Studies of stimulus identification provide insight into real-world chemosensory processing by drawing attention to the human capacity for dynamic stimulus analysis of the shifting chemicals in complex mixtures. Table 10.1 presents an experimental protocol designed to study human dynamic chemosensory analysis in which either taste or smell stimuli are presented one after the other in pairs. The first stimulus, sampled for 5 seconds, is followed by the second stimulus to be identified. Independent stimuli, easily identified following water, are less accurately identified in a mixture due to mixture suppression, as specified in the “not-adapted” case 1 in Table 10.1 and in Fig. 10.4, which presents results from an experiment with sucrose and sodium chloride (NaCl). Their sugar or salt tastes do not cross-adapt; that is, do not affect one another’s identification when sequentially applied. Cases 2, 3, and 4 in Table 10.1 deal with selectively adapting individual component stimuli, which influence mixture-component identification as shown for tastes in Fig. 10.4. In essence, un-adapted extra components regain quality identity suppressed in mixtures (case 2), while adapted ambient component identities are further suppressed (case 3). When a number of stimuli are non-selectively pre-adapted together (case 4), no stimulus dominates, but all merely self-adapt as they do as single compounds. Apparently, mixture suppression, rather than obscuring quality information, is likely a central perceptual mechanism that adjusts effective concentrations. This process, combined with rapid sensory adaptation, makes it possible to identify single stimulus compounds detected by individual chemosensory receptors. The experimental findings, consistent with everyday experience, highlight the importance of identifiable characteristic of tastes and odors in the processing of chemosensory compounds.

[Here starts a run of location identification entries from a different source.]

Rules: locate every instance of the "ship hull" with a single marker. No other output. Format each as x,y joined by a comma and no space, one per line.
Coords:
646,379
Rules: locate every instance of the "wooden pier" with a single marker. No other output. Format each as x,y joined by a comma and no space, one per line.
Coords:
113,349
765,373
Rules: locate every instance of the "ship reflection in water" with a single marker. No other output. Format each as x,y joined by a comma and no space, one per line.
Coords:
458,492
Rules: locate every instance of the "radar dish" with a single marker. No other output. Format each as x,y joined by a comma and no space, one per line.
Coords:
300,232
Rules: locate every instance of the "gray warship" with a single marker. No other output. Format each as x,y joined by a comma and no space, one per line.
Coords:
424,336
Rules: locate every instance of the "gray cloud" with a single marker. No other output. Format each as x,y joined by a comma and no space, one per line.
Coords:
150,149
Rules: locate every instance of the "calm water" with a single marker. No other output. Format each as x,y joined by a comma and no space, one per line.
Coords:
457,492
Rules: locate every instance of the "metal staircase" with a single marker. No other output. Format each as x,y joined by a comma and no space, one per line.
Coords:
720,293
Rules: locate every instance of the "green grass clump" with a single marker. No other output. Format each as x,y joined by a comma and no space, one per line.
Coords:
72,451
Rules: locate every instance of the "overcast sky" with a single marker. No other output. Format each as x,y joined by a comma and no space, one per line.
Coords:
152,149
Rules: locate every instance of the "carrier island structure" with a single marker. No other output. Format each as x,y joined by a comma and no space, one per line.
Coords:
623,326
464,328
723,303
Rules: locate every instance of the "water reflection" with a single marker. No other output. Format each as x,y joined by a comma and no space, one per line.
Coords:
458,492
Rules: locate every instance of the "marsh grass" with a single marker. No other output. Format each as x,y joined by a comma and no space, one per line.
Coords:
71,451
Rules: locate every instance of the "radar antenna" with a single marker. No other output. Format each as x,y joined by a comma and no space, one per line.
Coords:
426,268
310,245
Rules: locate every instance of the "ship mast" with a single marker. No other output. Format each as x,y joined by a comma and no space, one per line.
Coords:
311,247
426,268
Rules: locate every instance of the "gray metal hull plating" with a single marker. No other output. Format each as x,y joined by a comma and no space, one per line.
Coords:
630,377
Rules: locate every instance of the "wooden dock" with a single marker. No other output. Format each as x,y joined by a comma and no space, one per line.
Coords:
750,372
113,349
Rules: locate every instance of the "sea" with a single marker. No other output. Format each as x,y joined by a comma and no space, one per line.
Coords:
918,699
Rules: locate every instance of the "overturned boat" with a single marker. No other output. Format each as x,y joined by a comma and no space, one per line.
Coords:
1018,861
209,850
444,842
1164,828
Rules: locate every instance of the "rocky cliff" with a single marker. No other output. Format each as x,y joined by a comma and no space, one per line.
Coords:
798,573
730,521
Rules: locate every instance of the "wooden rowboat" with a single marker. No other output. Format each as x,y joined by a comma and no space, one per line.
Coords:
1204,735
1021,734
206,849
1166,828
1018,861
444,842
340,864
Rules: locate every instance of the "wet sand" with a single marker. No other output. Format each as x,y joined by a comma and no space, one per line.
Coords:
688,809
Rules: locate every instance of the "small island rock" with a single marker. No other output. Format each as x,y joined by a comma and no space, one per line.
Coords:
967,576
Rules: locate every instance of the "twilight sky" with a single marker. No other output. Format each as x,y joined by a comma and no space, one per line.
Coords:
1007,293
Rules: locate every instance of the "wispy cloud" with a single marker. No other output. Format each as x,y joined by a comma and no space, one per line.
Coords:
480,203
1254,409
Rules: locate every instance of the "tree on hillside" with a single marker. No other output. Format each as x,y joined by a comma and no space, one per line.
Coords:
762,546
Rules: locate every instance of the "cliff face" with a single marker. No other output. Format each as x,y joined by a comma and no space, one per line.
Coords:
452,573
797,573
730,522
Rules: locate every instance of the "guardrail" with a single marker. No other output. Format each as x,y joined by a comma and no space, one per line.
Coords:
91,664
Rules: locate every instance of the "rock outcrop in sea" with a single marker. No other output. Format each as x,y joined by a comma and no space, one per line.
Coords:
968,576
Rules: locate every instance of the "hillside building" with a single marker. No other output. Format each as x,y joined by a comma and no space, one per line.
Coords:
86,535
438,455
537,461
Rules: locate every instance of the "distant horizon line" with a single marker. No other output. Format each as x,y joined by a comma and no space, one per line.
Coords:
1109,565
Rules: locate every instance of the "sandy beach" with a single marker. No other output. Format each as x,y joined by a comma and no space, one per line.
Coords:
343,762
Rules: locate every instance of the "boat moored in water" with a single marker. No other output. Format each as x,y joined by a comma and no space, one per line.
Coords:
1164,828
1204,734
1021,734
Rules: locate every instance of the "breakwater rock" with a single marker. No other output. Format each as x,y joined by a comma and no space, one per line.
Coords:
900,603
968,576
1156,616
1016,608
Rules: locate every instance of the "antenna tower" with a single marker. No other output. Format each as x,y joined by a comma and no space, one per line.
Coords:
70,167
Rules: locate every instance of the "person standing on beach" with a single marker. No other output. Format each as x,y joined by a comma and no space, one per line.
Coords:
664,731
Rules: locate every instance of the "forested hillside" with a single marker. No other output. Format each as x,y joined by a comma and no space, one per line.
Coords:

Table 10.1 Prior selective adaptation of ambient compounds aids identification of tastes or odors of extra mixture components in humans.

Stimulus Pairs Presented Tastes or Odors Identified
Single Compound (A1) Mixture Component (A2) Percentage Correct (A1 or A2)
1 Not-Adapted
0→A1 0→A2B A2 < A1 Mixture Component < Single Compound
2 Extra (Selectively Adapted)
0→A1 B→A2B A2 = A1 Extra Mixture Component = Single Compound
3 Ambient (Selectively Adapted)
A→A1 A→A2B A2 < A1 Ambient Mixture Component < Self-Adapted Single Compound
4 Mixture (Non-Selectively Adapted)
A→A1 AB→A2B A2 = A1 Mixture-Adapted Mixture Component = Self-Adapted Single Compound

Identifications of tastes or odors of binary-mixture components (A2) are compared to identifications of single-compounds (A1). A and B are chemical stimuli that elicit A and B independent tastes or odors; 0 = water. Identification cases 1 & 2: Single compound after water vs. mixture component after either (1) water or (2) another mixture component. Identification cases 3 & 4: Single compound after the same compound vs. mixture after (3) one component or (4) both components. (See also Mixture Suppression in Glossary). Data for each of the four cases are shown for a taste experiment in Fig. 10.4. (See Adaptation in Glossary). (Derived from data in Frank, M.E., Goyert, H.F., Formaker, B.K., & Hettinger, T.P. (2012) Effects of selective adaptation on coding sugar and salt tastes in mixtures. Chemical Senses, 37, 701–709; and Frank, M.E., Goyert, H.F., & Hettinger, T.P. (2010) Time and intensity factors in identification of components of odor mixtures. Chemical Senses, 35, 777–787.)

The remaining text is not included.